Research: How One Bad Employee Can Corrupt a Whole Team

Stephen Dimmock & William Gerken
Harvard Business Review
Originally posted 5 March 2018

Here is an excerpt:

In our research, we wanted to understand just how contagious bad behavior is. To do so, we examined peer effects in misconduct by financial advisors, focusing on mergers between financial advisory firms that each have multiple branches. In these mergers, financial advisors meet new co-workers from one of the branches of the other firm, exposing them to new ideas and behaviors.

We collected an extensive data set using the detailed regulatory filings available for financial advisors. We defined misconduct as customer complaints for which the financial advisor either paid a settlement of at least $10,000 or lost an arbitration decision. We observed when complaints occurred for each financial advisor, as well as for the advisor’s co-workers.
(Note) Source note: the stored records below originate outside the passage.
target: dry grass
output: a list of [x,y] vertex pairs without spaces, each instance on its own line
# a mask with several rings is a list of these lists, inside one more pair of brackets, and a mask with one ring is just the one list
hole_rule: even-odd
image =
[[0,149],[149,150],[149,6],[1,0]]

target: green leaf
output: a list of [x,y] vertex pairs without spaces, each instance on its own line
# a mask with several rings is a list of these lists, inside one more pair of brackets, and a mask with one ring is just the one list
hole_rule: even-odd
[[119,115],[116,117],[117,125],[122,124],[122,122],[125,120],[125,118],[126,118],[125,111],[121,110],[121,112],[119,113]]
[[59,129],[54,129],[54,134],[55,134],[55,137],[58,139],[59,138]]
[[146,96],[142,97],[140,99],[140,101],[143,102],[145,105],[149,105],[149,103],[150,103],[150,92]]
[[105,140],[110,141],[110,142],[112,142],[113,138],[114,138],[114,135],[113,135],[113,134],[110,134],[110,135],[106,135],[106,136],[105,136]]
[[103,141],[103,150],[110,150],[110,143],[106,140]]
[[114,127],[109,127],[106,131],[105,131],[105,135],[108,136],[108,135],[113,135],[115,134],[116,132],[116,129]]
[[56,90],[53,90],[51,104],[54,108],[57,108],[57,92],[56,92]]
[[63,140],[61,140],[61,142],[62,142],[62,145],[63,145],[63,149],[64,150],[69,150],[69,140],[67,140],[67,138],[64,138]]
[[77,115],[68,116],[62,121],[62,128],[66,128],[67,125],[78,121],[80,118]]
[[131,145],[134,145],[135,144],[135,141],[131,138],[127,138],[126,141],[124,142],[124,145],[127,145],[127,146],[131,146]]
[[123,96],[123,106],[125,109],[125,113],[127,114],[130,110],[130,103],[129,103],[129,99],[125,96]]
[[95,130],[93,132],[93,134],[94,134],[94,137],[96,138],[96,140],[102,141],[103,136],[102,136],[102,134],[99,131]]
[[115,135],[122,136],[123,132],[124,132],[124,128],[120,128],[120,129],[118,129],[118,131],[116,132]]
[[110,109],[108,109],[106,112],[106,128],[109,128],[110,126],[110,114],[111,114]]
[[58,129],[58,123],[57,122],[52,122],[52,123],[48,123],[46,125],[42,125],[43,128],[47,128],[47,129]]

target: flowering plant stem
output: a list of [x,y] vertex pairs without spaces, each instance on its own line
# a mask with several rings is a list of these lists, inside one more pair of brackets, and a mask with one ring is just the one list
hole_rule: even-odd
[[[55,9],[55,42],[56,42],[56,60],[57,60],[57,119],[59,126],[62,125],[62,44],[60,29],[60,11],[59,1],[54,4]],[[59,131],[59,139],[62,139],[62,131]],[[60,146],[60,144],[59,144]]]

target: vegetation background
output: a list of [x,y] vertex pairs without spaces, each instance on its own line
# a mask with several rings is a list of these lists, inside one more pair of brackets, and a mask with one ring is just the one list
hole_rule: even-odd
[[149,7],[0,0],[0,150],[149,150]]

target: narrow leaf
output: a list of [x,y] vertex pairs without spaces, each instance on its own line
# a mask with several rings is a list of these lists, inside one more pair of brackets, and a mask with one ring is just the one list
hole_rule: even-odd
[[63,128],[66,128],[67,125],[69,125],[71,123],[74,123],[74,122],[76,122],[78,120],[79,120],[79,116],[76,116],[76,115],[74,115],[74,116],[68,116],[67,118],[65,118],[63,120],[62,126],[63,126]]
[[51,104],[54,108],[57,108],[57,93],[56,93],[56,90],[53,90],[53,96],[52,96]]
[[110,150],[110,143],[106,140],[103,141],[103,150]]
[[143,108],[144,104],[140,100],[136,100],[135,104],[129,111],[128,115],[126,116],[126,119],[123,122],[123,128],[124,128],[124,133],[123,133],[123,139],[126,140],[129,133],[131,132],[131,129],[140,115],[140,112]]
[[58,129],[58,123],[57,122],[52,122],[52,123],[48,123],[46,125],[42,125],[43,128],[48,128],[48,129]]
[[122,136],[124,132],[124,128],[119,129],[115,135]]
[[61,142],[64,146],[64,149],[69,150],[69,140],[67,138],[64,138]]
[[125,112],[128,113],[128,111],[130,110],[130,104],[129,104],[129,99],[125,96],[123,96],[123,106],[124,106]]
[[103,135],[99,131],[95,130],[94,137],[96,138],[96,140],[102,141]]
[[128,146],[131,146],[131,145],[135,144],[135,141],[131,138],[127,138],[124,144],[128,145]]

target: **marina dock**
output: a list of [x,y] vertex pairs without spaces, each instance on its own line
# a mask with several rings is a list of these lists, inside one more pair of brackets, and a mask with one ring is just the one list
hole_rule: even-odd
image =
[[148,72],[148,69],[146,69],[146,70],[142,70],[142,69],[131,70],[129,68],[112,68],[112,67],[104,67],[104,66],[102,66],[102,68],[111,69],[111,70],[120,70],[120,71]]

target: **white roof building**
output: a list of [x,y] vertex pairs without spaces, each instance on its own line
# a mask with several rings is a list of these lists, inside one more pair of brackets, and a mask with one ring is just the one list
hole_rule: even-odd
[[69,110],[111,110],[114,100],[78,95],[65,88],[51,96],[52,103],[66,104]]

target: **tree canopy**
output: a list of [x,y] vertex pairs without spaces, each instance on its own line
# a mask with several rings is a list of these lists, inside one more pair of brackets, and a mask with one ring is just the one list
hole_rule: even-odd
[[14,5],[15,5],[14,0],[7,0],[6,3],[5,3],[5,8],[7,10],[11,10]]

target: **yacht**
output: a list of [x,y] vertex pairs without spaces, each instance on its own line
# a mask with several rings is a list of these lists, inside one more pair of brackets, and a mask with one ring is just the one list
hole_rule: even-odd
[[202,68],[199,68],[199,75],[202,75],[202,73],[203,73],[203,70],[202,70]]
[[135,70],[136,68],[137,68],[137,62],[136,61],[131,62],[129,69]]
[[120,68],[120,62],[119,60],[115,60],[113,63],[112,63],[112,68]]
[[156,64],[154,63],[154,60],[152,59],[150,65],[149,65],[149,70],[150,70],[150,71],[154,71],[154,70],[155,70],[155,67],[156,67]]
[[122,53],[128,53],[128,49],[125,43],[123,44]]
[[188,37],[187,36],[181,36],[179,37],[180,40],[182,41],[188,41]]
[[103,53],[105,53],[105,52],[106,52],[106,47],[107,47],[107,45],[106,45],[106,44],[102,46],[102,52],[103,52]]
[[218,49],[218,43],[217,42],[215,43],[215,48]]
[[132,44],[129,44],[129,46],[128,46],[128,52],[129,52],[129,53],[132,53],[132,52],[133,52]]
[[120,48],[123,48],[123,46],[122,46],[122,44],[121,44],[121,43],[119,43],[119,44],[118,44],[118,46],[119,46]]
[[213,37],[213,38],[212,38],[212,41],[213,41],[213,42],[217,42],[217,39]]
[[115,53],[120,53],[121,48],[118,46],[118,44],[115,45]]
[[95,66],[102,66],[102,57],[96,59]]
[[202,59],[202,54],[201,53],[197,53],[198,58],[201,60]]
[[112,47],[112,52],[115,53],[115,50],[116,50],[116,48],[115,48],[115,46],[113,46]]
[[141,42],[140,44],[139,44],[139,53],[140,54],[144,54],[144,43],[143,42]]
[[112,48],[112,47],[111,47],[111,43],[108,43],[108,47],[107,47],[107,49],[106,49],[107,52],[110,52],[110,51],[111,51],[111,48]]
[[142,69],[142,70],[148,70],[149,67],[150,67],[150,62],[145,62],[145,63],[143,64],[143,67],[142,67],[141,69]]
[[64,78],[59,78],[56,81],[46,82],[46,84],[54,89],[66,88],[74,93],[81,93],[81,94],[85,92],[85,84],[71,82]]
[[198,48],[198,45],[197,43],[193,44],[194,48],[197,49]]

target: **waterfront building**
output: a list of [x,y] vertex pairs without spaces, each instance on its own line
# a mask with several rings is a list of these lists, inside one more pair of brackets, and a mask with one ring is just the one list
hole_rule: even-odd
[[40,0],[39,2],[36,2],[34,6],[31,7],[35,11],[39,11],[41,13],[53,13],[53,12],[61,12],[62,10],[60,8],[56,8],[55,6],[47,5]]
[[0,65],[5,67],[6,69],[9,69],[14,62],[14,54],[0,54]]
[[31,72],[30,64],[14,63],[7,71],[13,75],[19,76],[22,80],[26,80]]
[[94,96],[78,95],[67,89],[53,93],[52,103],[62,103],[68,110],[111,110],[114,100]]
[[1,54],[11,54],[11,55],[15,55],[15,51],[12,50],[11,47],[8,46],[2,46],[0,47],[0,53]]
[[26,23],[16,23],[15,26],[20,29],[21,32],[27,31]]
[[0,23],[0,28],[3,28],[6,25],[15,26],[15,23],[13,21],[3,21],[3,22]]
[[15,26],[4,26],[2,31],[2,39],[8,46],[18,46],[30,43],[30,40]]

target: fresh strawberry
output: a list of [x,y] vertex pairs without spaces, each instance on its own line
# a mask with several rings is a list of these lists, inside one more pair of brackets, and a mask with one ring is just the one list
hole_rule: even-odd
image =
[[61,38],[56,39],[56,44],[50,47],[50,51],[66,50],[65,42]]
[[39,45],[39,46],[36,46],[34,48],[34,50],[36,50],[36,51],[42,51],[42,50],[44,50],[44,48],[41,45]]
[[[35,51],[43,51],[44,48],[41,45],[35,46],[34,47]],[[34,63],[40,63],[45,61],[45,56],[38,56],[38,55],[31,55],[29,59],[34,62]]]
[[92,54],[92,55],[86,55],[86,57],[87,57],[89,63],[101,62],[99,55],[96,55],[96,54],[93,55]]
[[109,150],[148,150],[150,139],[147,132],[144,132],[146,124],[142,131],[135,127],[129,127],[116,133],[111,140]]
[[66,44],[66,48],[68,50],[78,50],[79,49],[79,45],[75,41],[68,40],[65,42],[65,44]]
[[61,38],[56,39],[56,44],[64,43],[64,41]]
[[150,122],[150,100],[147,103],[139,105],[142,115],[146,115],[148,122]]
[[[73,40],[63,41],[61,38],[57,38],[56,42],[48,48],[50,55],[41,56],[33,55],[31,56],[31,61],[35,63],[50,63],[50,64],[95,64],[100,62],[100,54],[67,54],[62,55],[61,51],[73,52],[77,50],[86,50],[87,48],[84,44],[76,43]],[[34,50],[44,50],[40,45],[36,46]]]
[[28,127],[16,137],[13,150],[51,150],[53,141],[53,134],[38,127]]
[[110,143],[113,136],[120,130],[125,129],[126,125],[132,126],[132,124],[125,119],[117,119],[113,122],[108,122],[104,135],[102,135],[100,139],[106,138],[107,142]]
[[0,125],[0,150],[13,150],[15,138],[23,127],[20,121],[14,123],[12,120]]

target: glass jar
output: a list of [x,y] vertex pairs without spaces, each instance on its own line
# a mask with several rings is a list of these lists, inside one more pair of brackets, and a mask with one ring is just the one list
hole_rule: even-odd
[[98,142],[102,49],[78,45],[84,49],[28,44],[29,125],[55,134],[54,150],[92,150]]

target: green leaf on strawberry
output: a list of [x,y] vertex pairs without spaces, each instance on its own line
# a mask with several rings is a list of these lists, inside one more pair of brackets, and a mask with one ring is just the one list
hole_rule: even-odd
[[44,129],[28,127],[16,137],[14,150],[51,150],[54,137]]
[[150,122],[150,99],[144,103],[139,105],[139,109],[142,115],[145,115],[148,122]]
We found that financial advisors are 37% more likely to commit misconduct if they encounter a new co-worker with a history of misconduct. This result implies that misconduct has a social multiplier of 1.59 — meaning that, on average, each case of misconduct results in an additional 0.59 cases of misconduct through peer effects.

However, observing similar behavior among co-workers does not explain why this similarity occurs. Co-workers could behave similarly because of peer effects – in which workers learn behaviors or social norms from each other — but similar behavior could arise because co-workers face the same incentives or because individuals prone to making similar choices naturally choose to work together.

In our research, we wanted to understand how peer effects contribute to the spread of misconduct. We compared financial advisors across different branches of the same firm, because this allowed us to control for the effect of the incentive structure faced by all advisors in the firm. We also focused on changes in co-workers caused by mergers, because this allowed us to remove the effect of advisors choosing their co-workers. As a result, we were able to isolate peer effects.

Here is my summary: 

The article discusses a study that found that even the most honest employees are more likely to commit misconduct if they work alongside a dishonest individual. The study, which was conducted by researchers at the University of California, Irvine, found that financial advisors were 37% more likely to commit misconduct if they encountered a new co-worker with a history of misconduct.

The researchers believe that this is because people are more likely to learn bad behavior than good behavior. When we see someone else getting away with misconduct, it can make us think that it's okay to do the same thing. Additionally, when we're surrounded by people who are behaving badly, it can create a culture of acceptance for misconduct.